Por fim, a Advocacia do Senado destaca que, embora o STF já tenha decidido antes favoravelmente à permissão para aborto em caso de fetos anencéfalos, os ministros adotam prioritariamente em suas decisões o princípio de inviolabilidade do feto. E lembram que casos de microcefalia não são equivalentes a casos de anencefalia – no primeiro, o feto tem deficiência, no segundo, não tem cérebro, nem possibilidade de vida extrauterina.
"A fixação desse marco – o da inviabilidade – resulta, assim, incompatível com o pedido formulado na presente ação, visto que os fetos com microcefalia são geralmente viáveis, embora tenham uma malformação que lhes causará transtornos em sua vida", explica.

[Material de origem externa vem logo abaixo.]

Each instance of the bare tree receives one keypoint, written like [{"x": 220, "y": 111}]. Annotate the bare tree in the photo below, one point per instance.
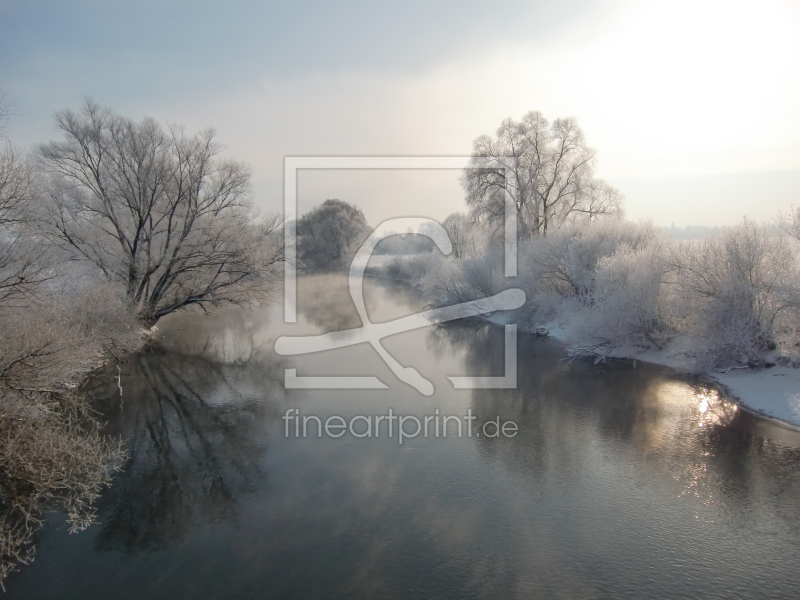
[
  {"x": 24, "y": 263},
  {"x": 159, "y": 211},
  {"x": 553, "y": 175},
  {"x": 329, "y": 235},
  {"x": 458, "y": 228}
]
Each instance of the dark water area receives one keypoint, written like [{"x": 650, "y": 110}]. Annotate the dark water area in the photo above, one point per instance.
[{"x": 619, "y": 483}]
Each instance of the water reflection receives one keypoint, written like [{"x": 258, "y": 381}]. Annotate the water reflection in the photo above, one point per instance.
[
  {"x": 622, "y": 482},
  {"x": 196, "y": 444}
]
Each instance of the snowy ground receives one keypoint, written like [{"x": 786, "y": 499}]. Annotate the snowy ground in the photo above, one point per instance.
[{"x": 774, "y": 392}]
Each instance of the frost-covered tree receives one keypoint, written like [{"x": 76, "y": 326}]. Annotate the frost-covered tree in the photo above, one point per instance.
[
  {"x": 160, "y": 212},
  {"x": 329, "y": 235},
  {"x": 553, "y": 177}
]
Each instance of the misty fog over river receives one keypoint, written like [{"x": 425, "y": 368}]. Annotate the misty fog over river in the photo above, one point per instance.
[{"x": 620, "y": 482}]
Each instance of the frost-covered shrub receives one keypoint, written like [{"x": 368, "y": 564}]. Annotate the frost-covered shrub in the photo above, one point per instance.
[
  {"x": 629, "y": 302},
  {"x": 567, "y": 260},
  {"x": 470, "y": 278},
  {"x": 412, "y": 268},
  {"x": 742, "y": 286}
]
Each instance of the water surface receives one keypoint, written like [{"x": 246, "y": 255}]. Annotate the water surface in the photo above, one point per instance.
[{"x": 621, "y": 482}]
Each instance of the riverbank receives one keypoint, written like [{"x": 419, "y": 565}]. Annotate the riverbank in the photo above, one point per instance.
[{"x": 772, "y": 392}]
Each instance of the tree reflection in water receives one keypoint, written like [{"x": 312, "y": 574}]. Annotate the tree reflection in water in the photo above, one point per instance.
[
  {"x": 573, "y": 416},
  {"x": 195, "y": 432}
]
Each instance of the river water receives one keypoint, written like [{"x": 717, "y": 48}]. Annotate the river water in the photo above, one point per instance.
[{"x": 620, "y": 482}]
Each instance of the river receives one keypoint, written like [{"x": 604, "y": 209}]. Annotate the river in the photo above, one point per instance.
[{"x": 618, "y": 482}]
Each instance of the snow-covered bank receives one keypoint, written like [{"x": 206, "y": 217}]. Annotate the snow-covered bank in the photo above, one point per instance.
[{"x": 773, "y": 392}]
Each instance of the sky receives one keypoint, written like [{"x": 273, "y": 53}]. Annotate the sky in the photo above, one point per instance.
[{"x": 692, "y": 106}]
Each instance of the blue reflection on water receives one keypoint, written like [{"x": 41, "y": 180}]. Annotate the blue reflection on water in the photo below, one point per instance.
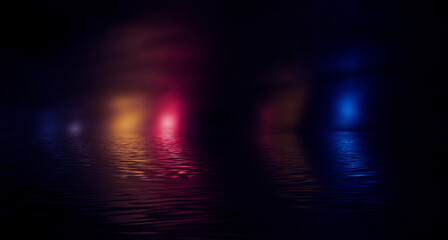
[{"x": 355, "y": 177}]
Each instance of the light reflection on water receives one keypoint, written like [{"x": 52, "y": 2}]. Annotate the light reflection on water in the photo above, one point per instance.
[{"x": 164, "y": 185}]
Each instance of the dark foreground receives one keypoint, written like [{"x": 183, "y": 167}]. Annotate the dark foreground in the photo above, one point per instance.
[{"x": 333, "y": 185}]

Posição da Procuradoria da República
Assim como a Advocacia do Senado, o Ministério Público Federal foi provocado para se manifestar sobre o caso, uma ação direta de inconstitucionalidade proposta pela Associação Nacional dos Defensores Públicos.
Em seu parecer, o procurador-geral da República, Rodrigo Janot, manifestou-se a favorável à possibilidade de aborto nesses casos. "A continuidade forçada de gestação em que há certeza de infecção pelo vírus Zika representa, no atual contexto de desenvolvimento científico, risco certo à saúde psíquica da mulher. Ocorre violação do direito fundamental à saúde mental e à garantia constitucional de vida livre de tortura e agravos severos evitáveis", escreveu Janot no parecer.
Outras medidas
A Advocacia do Senado também se diz contra o Poder Público ser obrigado a adotar outras medidas de prevenção e combate à doença, bem como de prestação de assistência às afetados pelo vírus Zika.
"Os demais pedidos, salvo melhor juízo, referem-se a políticas públicas, em sentido próprio, a serem prestadas pelo Poder Executivo. Pensamos que, quanto a estes requerimentos, deva ser respeitada a deferência devida às atividades típicas de cada Poder, em homenagem ao princípio da independência e harmonia e em respeito ao mérito administrativo. Esse respeito é devido, em caráter ainda mais intenso, quando é notório que o país atravessa uma das piores crises econômicas de sua história e, portanto, é especialmente necessário e prudente ser cuidadoso com medidas que possam sobreonerar os já combalidos recursos do erário nacional", alega.